組織行動論で注目を浴びる「中核的自己評価」

組織行動論もしくは実務的に組織をマネジメントしていくうえで欠かせない考え方が、従業員は一人ひとり異なるという事実です。つまり個人差です。そこで問題となるのが、どのような個人差が人間の組織行動を理解し、組織マネジメントに役立てるうえで重要かということです。これに関し、従来から研究が蓄積されているのが、5要因モデルという性格特性です。それに対し、近年急速に注目が高まってきた個人差概念として「中核的自己評価(core self-evaluation)」があります。


中核的自己評価とは、人々が自分自身の存在価値や能力をどのように評価しているかを示す傾向です。簡単にいえば、自己評価に関する最も基本的な個人差特性ということです。自己評価の高い人もいれば、低い人もいるということです。では、なぜ中核的自己評価が組織行動論で重要なのでしょうか。それは、中核的自己評価が、職務満足や職務成果など、組織の生産性にとって重要なさまざまな変数と関連していることがわかってきたからです。


例えば、どんな仕事をやらせても満足する人もいれば、どんな仕事を与えても不満を口にする人がいます。仕事だけでなく人生において満足度の高い人、低い人がいます。常に目標を高く掲げる人もいれば、高い目標を立てない人もいます。こういった多くの現象が、中核自己評価の高低の影響を受けていると考えられます。中核的自己評価は、以下にあげる4つの個人属性が共通して持っている傾向です。それらは(1)自尊心、(2)一般的自己効力感、(3)情緒安定性、(4)統制の所在、です。この4つの属性すべてが、基本的に自分をどう評価しているかに関わっているのです。

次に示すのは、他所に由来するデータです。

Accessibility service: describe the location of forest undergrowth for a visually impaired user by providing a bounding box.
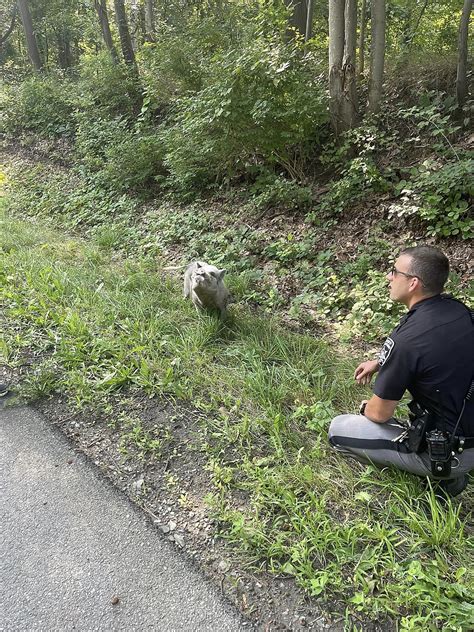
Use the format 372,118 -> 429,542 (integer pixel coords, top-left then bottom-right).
0,2 -> 474,631
1,138 -> 474,630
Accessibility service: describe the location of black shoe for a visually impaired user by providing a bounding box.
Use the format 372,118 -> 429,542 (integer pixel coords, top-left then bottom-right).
438,474 -> 469,498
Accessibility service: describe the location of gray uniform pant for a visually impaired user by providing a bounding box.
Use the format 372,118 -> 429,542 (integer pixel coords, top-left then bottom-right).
329,415 -> 474,478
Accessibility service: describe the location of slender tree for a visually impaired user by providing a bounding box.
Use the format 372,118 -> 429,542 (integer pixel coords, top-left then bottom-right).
17,0 -> 43,71
304,0 -> 314,42
367,0 -> 385,113
285,0 -> 309,37
329,0 -> 345,136
456,0 -> 472,108
114,0 -> 137,70
94,0 -> 118,62
0,4 -> 18,50
145,0 -> 155,42
357,0 -> 367,78
329,0 -> 357,135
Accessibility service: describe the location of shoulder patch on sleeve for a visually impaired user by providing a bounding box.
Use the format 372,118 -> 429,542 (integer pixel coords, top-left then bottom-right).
379,338 -> 395,366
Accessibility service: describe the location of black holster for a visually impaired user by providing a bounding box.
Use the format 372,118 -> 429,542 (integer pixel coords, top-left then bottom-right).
407,401 -> 434,454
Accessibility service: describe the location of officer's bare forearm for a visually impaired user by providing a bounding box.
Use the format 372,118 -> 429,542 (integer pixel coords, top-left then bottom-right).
364,395 -> 398,424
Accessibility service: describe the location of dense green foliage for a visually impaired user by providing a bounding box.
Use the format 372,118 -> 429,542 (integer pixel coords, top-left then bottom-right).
0,0 -> 474,631
0,198 -> 474,630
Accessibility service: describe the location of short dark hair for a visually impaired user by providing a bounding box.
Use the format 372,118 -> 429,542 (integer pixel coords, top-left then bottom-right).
401,246 -> 449,294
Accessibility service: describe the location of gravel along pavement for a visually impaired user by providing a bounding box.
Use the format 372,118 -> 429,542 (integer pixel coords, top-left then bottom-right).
0,407 -> 251,632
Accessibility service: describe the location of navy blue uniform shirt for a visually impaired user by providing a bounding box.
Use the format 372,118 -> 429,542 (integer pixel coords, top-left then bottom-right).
373,295 -> 474,437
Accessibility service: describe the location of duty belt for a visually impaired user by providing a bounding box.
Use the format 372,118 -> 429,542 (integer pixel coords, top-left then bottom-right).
454,436 -> 474,453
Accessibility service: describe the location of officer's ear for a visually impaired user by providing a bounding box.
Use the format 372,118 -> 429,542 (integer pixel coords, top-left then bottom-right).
410,277 -> 425,292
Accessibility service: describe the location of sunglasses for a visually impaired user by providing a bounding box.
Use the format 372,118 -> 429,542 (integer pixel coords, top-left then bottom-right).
389,266 -> 423,283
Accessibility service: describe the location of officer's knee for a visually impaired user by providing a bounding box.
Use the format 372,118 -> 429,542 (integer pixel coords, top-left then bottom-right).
328,415 -> 353,439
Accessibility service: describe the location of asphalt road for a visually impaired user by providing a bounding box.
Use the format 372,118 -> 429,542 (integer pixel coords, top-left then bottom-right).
0,407 -> 251,632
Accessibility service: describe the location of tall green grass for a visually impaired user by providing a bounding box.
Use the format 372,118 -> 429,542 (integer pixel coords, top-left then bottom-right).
0,200 -> 474,630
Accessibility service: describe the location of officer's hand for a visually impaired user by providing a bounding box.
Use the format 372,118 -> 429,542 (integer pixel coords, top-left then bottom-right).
354,360 -> 379,386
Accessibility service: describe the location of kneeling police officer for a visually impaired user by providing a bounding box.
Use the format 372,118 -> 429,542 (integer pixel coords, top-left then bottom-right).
329,246 -> 474,496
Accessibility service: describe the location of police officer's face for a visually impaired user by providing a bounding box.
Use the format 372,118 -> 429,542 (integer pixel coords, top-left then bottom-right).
387,255 -> 416,304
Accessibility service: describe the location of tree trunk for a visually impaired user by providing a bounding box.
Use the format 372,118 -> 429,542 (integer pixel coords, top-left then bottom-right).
17,0 -> 43,70
114,0 -> 137,71
367,0 -> 385,114
0,4 -> 18,49
56,30 -> 72,70
404,0 -> 430,55
456,0 -> 472,109
357,0 -> 367,78
145,0 -> 155,42
304,0 -> 314,42
285,0 -> 308,38
94,0 -> 118,62
341,0 -> 357,130
329,0 -> 345,136
129,0 -> 142,52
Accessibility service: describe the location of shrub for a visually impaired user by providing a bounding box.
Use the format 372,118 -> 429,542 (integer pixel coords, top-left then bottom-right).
2,74 -> 76,137
79,52 -> 142,119
390,157 -> 474,239
162,38 -> 327,191
308,156 -> 392,222
75,112 -> 165,192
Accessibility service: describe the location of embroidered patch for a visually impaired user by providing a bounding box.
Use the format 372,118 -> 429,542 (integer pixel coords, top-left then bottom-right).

中核的自己評価の高い人は、自分自身をポジティブに捉えるのと同様に、物事のポジティブな面に注目しようとする傾向が強いと考えられます。また、そもそも自分は価値のある人間だと思っているので、それに見合うように、物事を肯定的に解釈するとも考えられます。物事の良い面に注目するので、そもそも人生一般や仕事に関して満足感を抱きやすい傾向にあります。職場においても肯定的に捉えがちなので、コミットメントも高く、仲間への援助行動の頻度も高いと考えられます。また、チャレンジングな環境を良い機会だと考えるので、高い目標をもったり困難な仕事を好んだりします。


逆に、中核的自己評価が低い場合、物事のネガティブな面を気にしてしまいがちです。よって、働いていても人生一般においてもネガティブな面が気になって高い満足感を得られません。コミットメントや援助行動も低くなり、チャレンジングな目標を立てにくくなります。自己評価が低いので、物事の積極的になれないし、ネガティブな面を避けよう、そこから逃げようという傾向が強くなってしまうのです。


中核的自己評価のような個人差は、一般的には安定していて変化しにくい個人属性もしくは性格特性だと考えられますが、まったく変化しないとは考えられません。なんらかの形で中核的自己評価も変化すると考えられます。そうであれば、中核的自己評価の高い人物を採用選考などで選抜することに加え、中核的自己評価を高めるような施策や教育訓練というものも、組織マネジメントにとって意味のあるものとなっていくでしょう。

文献

Chang, C.-H., Ferris, D. L., Johnson, R. E., Rosen, C. C., & Tan, J. A. (2012). Core self-evaluations: A review and evaluation of the literature. Journal of Management, 38, 81-128.